The mark of a fool is to do the same thing and expect different results. Unless we change something that will have a substantial impact nothing is going to change at the pump. The same old rhetoric of trust the oil companies, they'll do the right thing, isn't working anymore.
Wow :roll: - direct from the hyper-partisan playbook.

In the order you detailed them:

1. What are the concrete specifics you allude to? What net income % is considered a windfall? How many of the "top grossing" - one? two? all of them? top 5? It's vague. Even your attempt to clarify is murky as pond water.

2. You are wrong. Your favorite site must not have updated yet - but Barack's is. Direct from Obama's site (underlines added by me):

http://my.barackobama.com/page/commu...updates/gG5klN
Senator Obama today unveiled an Emergency Economic Plan, following news of rising unemployment and a struggling economy. The proposed plan would take the excess profits of oil companies to help working families deal with energy costs in the form of new $1,000 rebate checks, and would enact a $50 billion economic stimulus package to jump-start job creation and help local communities that are struggling due to our economic downturn.
3. So the government is up by $50B. Fine. They're still up by $50B. And I agree - let's get rid of the subsidies... but let's be fair about it. Let's cut subsidies for farmers too - they're earning record $$ recently with the uptick in the price of grains, etc. No one seems to be complaining about that though - other than to erroneously blame it on the Oil companies.

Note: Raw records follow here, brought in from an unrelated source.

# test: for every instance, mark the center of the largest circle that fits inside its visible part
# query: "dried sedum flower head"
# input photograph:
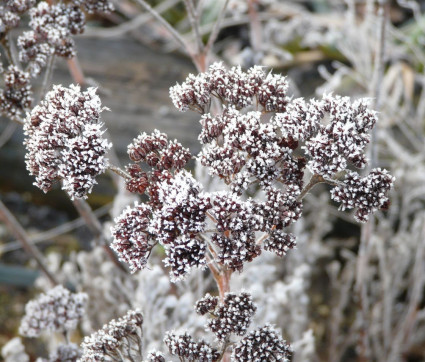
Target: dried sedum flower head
(64, 353)
(56, 311)
(367, 194)
(121, 338)
(131, 240)
(54, 25)
(17, 95)
(185, 347)
(232, 316)
(10, 12)
(95, 6)
(65, 140)
(263, 344)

4. The focus on the percentage is NOT misleading. Focusing on the flat dollar value is - which is precisely why that's the only number being reported in the media. Revenue doubling has NOTHING to do with taxes - businesses are not taxed on revenue (in fact - if you've got a basic understanding of economics you realize that businesses are NOT taxed at all - the consumer is via pass-through of costs, but that's another discussion). Focusing on the percentage illustrates that while revenues increased - so did associated costs. You want to understand the numbers a bit deeper - go look at the year on year progression of the gross profit margin - that's total production costs (no write downs or large CEO salaries included, nor is exploration included) divided by total revenues. When it stays flat - then the company is merely passing along increased costs incurred. Which is exactly what will happen with any windfall profit tax - it will add $$ at the pump.

5. This is not ridiculous. The creation of few jobs is true - but points to increased material costs as the primary driver, which is supported by the fact that production dropped. When GE or others increase revenue - typically it follows a growth in business volume (i.e. production). The reason Exxon's stock took a beating when they announced the #'s is b/c the investors understand that the outlook of lower production is not a good trend - and that the increased revenues are not the result of increased volume or efficiency and didn't translate to better returns.

The mark of a fool is someone who speaks as though he/she is an expert on a subject of which they know nothing. The mark of insanity is to do the same thing over and over and expect different results (longstanding Deming quote). You're clearly no fool, nor insane - but please, go easy on the partisan propoganda. Keep that stuff for the Dungeon. And bone up on your economics.

And one last thing. The Oil & Gas industry donated roughly $18.5M so far this year. You are correct that ~80% (76% if you'd like to be accurate) went to Republicans. Attoney's and Law firms have donated almost an order of magnitude more ($142.6M) in the same period to democrats by the same proportion (75% to dems). So we're beating up the bad oil companies for putting republicans in their pocket while the lawyers make sure the democrats are in their pocket 10x - to drive more complex laws and regulations to ensure that they continue some true windfall profits due to the increase in litigation, etc. Wonderful. Not too politically expedient to point out though - is it?